Chaos Engineering

Use Gremlin, Chaos Monkey, and monitoring tools (such as Datadog) to measure and improve MTTD and MTTR

Overview

“40% of organizations will implement chaos engineering practices as part of DevOps initiatives by 2023, reducing unplanned downtime by 20%.” [Source: Gartner]

NOTE: Content here are my personal opinions, and not intended to represent any employer (past or present). “PROTIP:” here highlight information I haven’t seen elsewhere on the internet because it is hard-won, little-know but significant facts based on my personal research and experience.

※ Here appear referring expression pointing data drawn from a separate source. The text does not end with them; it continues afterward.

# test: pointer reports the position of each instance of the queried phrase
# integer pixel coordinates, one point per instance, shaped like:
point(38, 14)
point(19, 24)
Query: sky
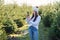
point(30, 2)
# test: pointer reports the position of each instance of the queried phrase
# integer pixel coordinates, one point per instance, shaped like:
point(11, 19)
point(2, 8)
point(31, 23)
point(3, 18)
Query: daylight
point(30, 2)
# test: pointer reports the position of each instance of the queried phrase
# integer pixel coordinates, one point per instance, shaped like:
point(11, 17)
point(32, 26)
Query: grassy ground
point(43, 33)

What is Chaos Engineeering?

Vendor Gremlin’s definition:

Chaos Engineering" consists of thoughtful controlled experiments designed to reveal the weaknesses of systems, which results in reduction of downtime and quicker response to anomalies.

The definition “Chaos Engineering” on Wikipedia:

Chaos engineering is the discipline of experimenting on a software system in production in order to build confidence in the system's capability to withstand turbulent and unexpected conditions.

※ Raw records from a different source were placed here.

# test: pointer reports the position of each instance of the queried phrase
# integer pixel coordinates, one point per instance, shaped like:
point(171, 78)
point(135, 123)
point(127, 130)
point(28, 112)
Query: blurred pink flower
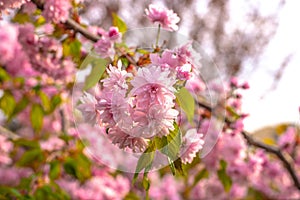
point(167, 60)
point(87, 108)
point(104, 47)
point(114, 34)
point(9, 41)
point(165, 188)
point(288, 139)
point(52, 144)
point(5, 147)
point(57, 10)
point(192, 142)
point(167, 18)
point(232, 147)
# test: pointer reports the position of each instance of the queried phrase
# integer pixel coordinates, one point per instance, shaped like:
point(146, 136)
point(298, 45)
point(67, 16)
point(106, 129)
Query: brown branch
point(270, 149)
point(78, 28)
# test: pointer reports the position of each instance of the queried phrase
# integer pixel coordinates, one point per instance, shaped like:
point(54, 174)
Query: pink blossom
point(124, 140)
point(167, 60)
point(192, 142)
point(116, 81)
point(288, 139)
point(5, 148)
point(57, 10)
point(184, 72)
point(104, 47)
point(210, 188)
point(195, 85)
point(29, 8)
point(5, 5)
point(185, 53)
point(103, 107)
point(166, 18)
point(87, 107)
point(101, 186)
point(165, 188)
point(152, 85)
point(52, 144)
point(158, 120)
point(232, 147)
point(9, 41)
point(114, 34)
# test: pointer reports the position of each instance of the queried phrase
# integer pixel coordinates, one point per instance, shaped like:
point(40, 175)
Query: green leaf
point(202, 174)
point(9, 193)
point(54, 170)
point(186, 102)
point(118, 22)
point(98, 68)
point(223, 177)
point(172, 143)
point(7, 103)
point(144, 161)
point(21, 18)
point(29, 157)
point(36, 117)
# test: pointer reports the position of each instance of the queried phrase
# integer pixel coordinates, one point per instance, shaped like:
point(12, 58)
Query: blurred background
point(257, 41)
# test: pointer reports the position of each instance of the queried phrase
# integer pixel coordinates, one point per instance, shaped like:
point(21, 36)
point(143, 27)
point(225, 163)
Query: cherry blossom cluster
point(137, 107)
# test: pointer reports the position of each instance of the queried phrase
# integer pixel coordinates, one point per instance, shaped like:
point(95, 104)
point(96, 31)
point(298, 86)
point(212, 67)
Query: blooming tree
point(86, 115)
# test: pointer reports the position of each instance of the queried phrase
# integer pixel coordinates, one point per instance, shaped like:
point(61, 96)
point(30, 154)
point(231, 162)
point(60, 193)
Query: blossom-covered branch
point(270, 149)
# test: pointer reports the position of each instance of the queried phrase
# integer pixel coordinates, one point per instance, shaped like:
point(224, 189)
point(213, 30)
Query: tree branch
point(270, 149)
point(78, 28)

https://github.com/dastergon/awesome-chaos-engineering

Making bad things happen

Chaos Engineering is an investment in moving from a reactive to proactive approach to reliability engineering.

Instead of waiting for an outage to “see what happens” (at the worst possible time), it involves conducting experiments to expose systemic weaknesses that do not become aberrant behaviors in production.

Security Chaos Engineering

VIDEO compares traditional Audit and Test (aka Red/Blue/Purple Team) against modern Chaos Engineering:

Factor	Test/Audit	Chaos Engineering
By:	external contractors	in-house staff
Interfaces: Scope:	external-facing	internal and external facing
Frequency:	periodically (annually)	continuously
Tools:	manual	automated (in CI/CD, perf test)
Goals:	judgement	iterative improvement of resilence
Expected Outcome:	confirmation of posture	high definition insights about processes
Objective:	not for learning	create learning opportunities
Beneficiaries:	Security & Ops	company-wide Incident Management
-	NOT cloud native	cloud native

Azure enablement show: “Under Chaos Engineering”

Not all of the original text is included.